Sunday, April 15, 2007

Struggling to find a balance

What an appropriate title to this post during this block: homeostasis. Our bodies use homeostasis to regulate everything: acid-base, CO2 vs O2, high blood pressure low blood volume, drug action vs excretion. Similarly, I have been trying to achieve that right balance between learning to become a doctor and having fun while I can. Lately, I worry that my balance has been a bit skewed. On the one hand, I look back at all the sacrifices I made in college to get to medical school: staying up late, deciding not to go out with friends on a weekend, choosing to not go abroad to Spain for a semester. Were these worth it? Hind site is always 20/20 and yet I find myself regretting all the fun I passed up in college. Now I can see that nothing that I learned in college was really that important, at least compared to the pace that I work at now.

So taking that perspective, I am struggling to decide how to manage my time appropriately. I want to have a good balance in life so that I can still do well in school but have fun. Lately, I've been having a lot of fun. Is this too much fun? Maybe it's just attributable to the end of the year and summer plans, but gosh I have been having a hard time buckling down and doing motivated work. Instead, I have been going grocery shopping for fun, planting herbs, making big dinners, sleeping in, going out. I worry that I may be losing grip on what's really important: I'm here to become a doctor. All of this fun won't be worth it if I don't get to become a doctor. I guess I'm worried that I am losing site of what a privilege it is to be in medicine. I want to make sure that I give it the attention that it deserves.

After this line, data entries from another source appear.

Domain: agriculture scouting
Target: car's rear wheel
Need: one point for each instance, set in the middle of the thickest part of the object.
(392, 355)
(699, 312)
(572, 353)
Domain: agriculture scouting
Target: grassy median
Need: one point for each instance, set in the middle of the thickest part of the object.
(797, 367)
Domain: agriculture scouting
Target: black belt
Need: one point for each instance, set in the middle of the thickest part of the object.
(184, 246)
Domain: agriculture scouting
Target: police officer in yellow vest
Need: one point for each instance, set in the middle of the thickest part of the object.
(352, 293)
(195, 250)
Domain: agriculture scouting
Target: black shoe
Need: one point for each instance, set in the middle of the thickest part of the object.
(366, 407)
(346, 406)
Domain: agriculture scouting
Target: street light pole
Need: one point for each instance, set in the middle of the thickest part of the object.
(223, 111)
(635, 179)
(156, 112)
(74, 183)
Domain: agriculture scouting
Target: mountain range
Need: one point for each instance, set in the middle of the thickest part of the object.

That said, I can't study all the time. And if you don't pick and choose your battles, you will lose them all, in medicine. Take for example our cardiology unit. It would have been absolutely worthless if I had stayed up late every night in a frantic attempt to memorize every anti-arrhythmic agent. First, I won't understand the clinical application so it will be meaningless to me. Second, I will be taking away from other things that I have to be learning that week, whether it is the Frank Starling mechanism for contractility or pharmacokinetics. It's important for me to not freak out and try to learn everything everyday. It's important for me to have breaks so that I really learn things, instead of just frantically skim.

I guess the only conclusion that I can take from this entry is that there still is a lot more for me to learn about homeostasis.